Zimbabwe has been locked in political stalemate since the March 29 election in which the opposition party, the Movement for Democratic Change, won control of parliament and Tsvangirai outpolled Mugabe. Electoral officials, after withholding results for a month, said Tsvangirai narrowly missed an absolute majority, setting up the runoff vote scheduled for Friday.
Even as the crisis has captured the world's attention, conditions within the country continue to deteriorate. The world's worst inflation strains the government's ability to measure it. Ruling party youths patrol many towns and cities. Torture, beatings, arson and false arrests are common.
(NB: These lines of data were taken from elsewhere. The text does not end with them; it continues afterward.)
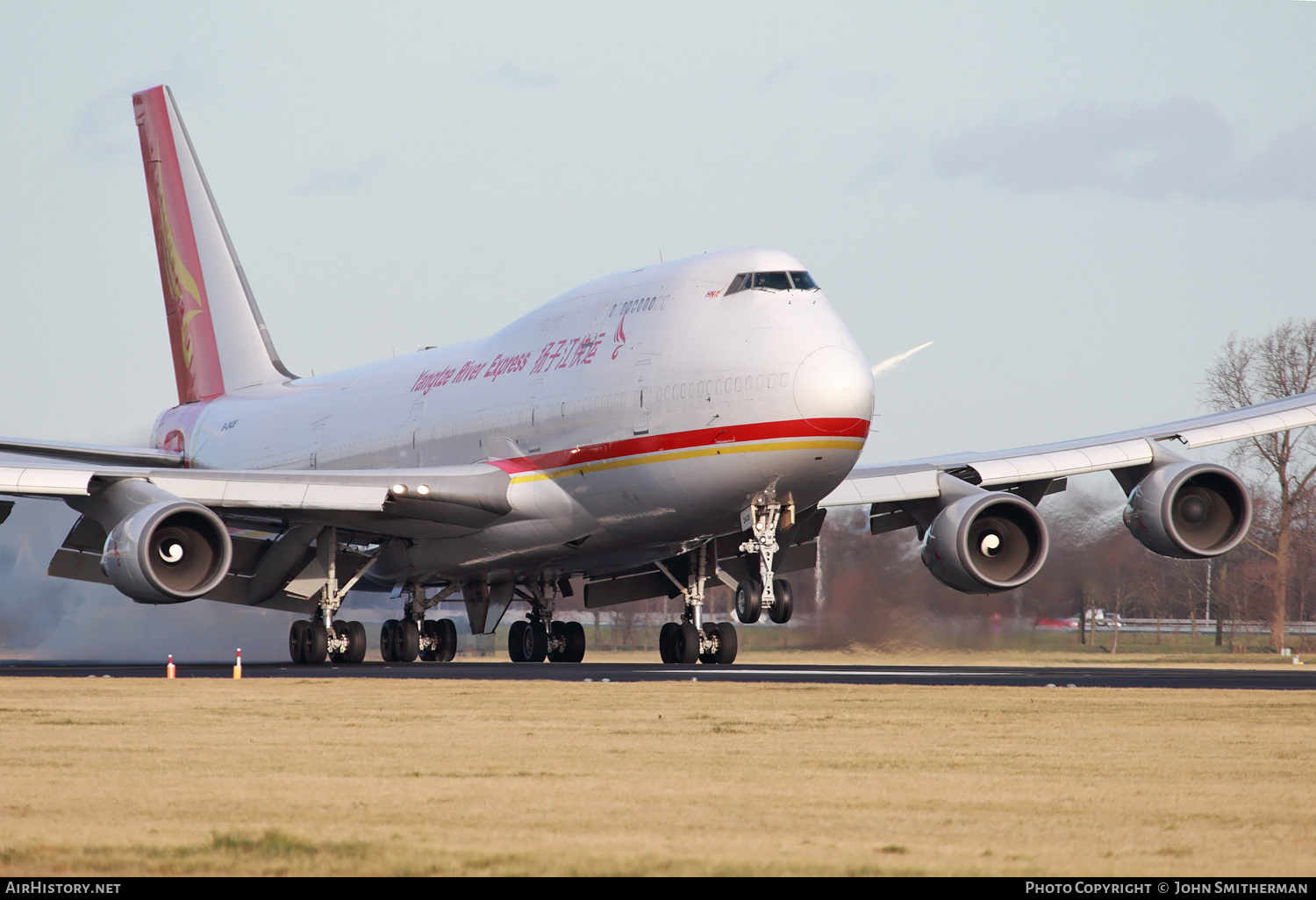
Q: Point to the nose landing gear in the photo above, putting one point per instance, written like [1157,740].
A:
[762,518]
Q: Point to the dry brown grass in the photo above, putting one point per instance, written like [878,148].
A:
[383,776]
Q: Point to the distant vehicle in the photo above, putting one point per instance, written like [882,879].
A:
[642,434]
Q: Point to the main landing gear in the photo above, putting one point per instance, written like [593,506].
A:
[692,639]
[344,642]
[539,637]
[415,636]
[765,592]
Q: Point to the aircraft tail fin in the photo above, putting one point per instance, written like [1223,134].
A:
[218,339]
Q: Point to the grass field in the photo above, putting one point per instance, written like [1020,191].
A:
[379,776]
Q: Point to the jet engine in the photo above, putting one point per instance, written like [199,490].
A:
[1189,511]
[986,542]
[161,547]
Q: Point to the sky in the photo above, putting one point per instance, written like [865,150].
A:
[1076,203]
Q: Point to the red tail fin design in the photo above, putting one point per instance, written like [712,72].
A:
[197,355]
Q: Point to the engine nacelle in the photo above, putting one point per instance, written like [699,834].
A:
[986,542]
[1189,511]
[160,547]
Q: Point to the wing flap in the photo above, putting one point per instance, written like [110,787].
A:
[1249,428]
[50,482]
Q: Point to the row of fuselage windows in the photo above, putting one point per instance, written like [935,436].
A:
[724,386]
[771,282]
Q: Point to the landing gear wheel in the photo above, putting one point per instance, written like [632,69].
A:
[539,647]
[668,642]
[711,657]
[295,639]
[516,641]
[687,644]
[726,644]
[576,642]
[429,631]
[315,642]
[387,641]
[341,631]
[407,641]
[355,642]
[783,602]
[447,632]
[749,602]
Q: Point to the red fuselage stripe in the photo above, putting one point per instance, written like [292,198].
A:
[794,428]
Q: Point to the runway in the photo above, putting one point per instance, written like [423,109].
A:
[1268,679]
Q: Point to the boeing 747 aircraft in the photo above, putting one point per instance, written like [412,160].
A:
[637,436]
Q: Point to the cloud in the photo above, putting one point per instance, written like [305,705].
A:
[515,76]
[1181,146]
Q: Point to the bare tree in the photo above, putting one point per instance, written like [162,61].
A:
[1255,370]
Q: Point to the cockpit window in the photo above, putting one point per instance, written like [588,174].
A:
[771,281]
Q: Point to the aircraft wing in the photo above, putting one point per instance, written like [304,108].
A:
[1008,468]
[95,453]
[273,518]
[476,487]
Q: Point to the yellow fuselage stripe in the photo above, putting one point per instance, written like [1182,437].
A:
[719,450]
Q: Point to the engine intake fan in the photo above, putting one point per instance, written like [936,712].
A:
[160,547]
[1189,511]
[986,542]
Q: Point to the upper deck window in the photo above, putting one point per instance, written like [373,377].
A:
[771,282]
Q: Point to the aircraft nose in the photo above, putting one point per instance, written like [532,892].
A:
[833,383]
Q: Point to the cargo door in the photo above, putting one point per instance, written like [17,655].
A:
[642,396]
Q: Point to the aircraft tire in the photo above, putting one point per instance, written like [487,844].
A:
[516,641]
[295,637]
[540,637]
[668,642]
[749,602]
[387,634]
[407,641]
[315,642]
[726,644]
[355,642]
[783,602]
[710,658]
[447,639]
[687,644]
[576,642]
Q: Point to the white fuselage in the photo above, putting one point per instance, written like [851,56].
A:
[636,416]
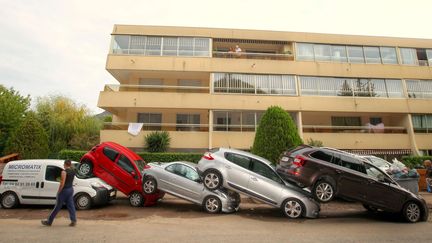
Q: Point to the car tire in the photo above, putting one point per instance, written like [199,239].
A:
[212,204]
[323,191]
[293,208]
[212,179]
[83,201]
[136,199]
[149,185]
[412,212]
[9,200]
[86,168]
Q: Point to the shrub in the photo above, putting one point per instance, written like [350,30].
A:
[76,155]
[158,141]
[276,132]
[415,161]
[29,139]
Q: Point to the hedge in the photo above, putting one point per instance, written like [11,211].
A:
[76,155]
[415,161]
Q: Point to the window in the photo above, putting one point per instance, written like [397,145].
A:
[322,155]
[239,160]
[264,170]
[151,121]
[372,54]
[322,52]
[305,51]
[169,46]
[188,119]
[346,121]
[53,173]
[388,55]
[422,123]
[339,54]
[125,164]
[355,54]
[419,88]
[408,56]
[153,46]
[110,153]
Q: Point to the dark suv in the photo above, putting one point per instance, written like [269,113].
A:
[331,172]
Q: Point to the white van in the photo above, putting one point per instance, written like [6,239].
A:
[37,182]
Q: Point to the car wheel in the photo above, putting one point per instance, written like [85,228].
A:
[212,204]
[83,201]
[370,208]
[412,212]
[323,191]
[149,185]
[292,208]
[9,200]
[86,168]
[136,199]
[212,179]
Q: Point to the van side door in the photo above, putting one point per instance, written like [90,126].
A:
[48,187]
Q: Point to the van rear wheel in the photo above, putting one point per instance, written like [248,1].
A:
[9,200]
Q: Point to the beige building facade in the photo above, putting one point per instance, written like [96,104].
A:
[209,87]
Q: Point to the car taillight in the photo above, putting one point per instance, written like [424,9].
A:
[299,161]
[208,156]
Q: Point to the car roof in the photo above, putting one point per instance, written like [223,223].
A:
[246,154]
[122,149]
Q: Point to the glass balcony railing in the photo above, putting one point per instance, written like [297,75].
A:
[352,129]
[155,88]
[253,55]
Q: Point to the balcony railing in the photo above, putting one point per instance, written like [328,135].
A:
[351,129]
[155,88]
[253,55]
[158,126]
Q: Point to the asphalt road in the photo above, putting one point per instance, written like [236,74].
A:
[174,220]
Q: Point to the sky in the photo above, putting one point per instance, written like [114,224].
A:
[59,47]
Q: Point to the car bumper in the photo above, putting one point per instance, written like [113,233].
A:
[103,196]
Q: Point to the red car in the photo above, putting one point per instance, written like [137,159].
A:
[121,168]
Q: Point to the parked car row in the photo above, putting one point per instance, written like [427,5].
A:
[304,177]
[331,172]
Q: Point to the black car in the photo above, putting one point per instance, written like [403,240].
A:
[331,172]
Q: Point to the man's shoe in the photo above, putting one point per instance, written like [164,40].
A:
[45,222]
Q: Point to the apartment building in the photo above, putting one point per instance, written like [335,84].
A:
[209,87]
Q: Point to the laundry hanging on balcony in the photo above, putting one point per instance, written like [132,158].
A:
[135,128]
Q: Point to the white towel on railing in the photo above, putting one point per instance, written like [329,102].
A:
[135,128]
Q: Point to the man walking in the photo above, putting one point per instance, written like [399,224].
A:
[64,195]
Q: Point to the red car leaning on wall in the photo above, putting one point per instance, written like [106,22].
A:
[121,168]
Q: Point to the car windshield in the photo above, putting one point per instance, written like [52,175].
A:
[378,162]
[140,164]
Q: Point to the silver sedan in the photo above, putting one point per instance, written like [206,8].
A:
[181,179]
[254,176]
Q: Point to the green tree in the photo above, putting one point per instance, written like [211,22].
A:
[68,125]
[158,141]
[276,133]
[13,107]
[29,139]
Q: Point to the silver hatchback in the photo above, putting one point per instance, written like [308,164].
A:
[181,179]
[254,176]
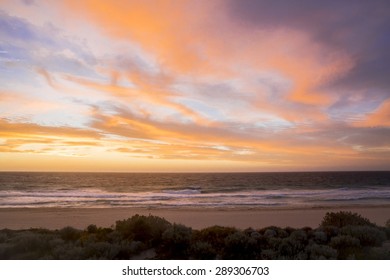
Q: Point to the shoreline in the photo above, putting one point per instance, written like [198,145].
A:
[197,218]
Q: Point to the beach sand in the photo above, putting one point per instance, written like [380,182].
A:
[56,218]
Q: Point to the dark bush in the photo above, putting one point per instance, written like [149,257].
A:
[214,235]
[347,247]
[202,251]
[176,242]
[367,235]
[320,252]
[342,219]
[239,246]
[70,234]
[147,229]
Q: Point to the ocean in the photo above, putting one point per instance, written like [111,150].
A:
[180,190]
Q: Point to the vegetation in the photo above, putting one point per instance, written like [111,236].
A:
[342,235]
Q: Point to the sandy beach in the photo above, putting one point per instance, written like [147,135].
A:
[56,218]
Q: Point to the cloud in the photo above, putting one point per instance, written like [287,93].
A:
[358,28]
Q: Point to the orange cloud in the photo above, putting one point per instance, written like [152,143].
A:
[380,117]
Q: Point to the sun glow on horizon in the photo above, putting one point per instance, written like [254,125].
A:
[165,86]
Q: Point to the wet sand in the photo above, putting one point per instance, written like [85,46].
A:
[56,218]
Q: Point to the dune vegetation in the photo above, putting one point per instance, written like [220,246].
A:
[341,235]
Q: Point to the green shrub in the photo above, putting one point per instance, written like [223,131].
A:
[376,253]
[147,229]
[342,219]
[320,237]
[320,252]
[202,251]
[92,229]
[176,242]
[239,246]
[70,234]
[367,235]
[347,246]
[214,235]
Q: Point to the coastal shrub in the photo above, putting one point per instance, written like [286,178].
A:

Many of Tsvangirai's key party officials are in jail, in exile or dead.
With global criticism building, Queen Elizabeth II of Britain -- Zimbabwe's former colonial ruler -- stripped Mugabe of ceremonial knighthood, a title he received in 1994 when he was still perceived as a symbol of African liberation. Archbishop Desmond Tutu of South Africa called on Mugabe to resign and likened him in an interview to "a kind of Frankenstein."
But frustration at the slow pace of international action has focused on South African President Thabo Mbeki, traditionally the region's diplomatic leader but widely perceived here as coddling Mugabe.
More than 100 opposition activists, many of whom fled their homes in recent weeks because of ruling party attacks, demanded refuge from the South African Embassy in Harare on Wednesday. As the cold Southern Hemisphere night fell over the city, they were wrapped in blankets in the parking lot, waiting for food or shelter.
"Mbeki is the one who is saying things are okay. We want him to see that his negotiations are not working," said Melody Nhamburi, 34, who was sitting outside the mission with her baby, who she said was filthy and hungry after days of hiding from police.
Mbeki "is busy negotiating while people's homes are being destroyed," she said. "People are being beaten and people are being killed. We want him to see that the situation is desperate."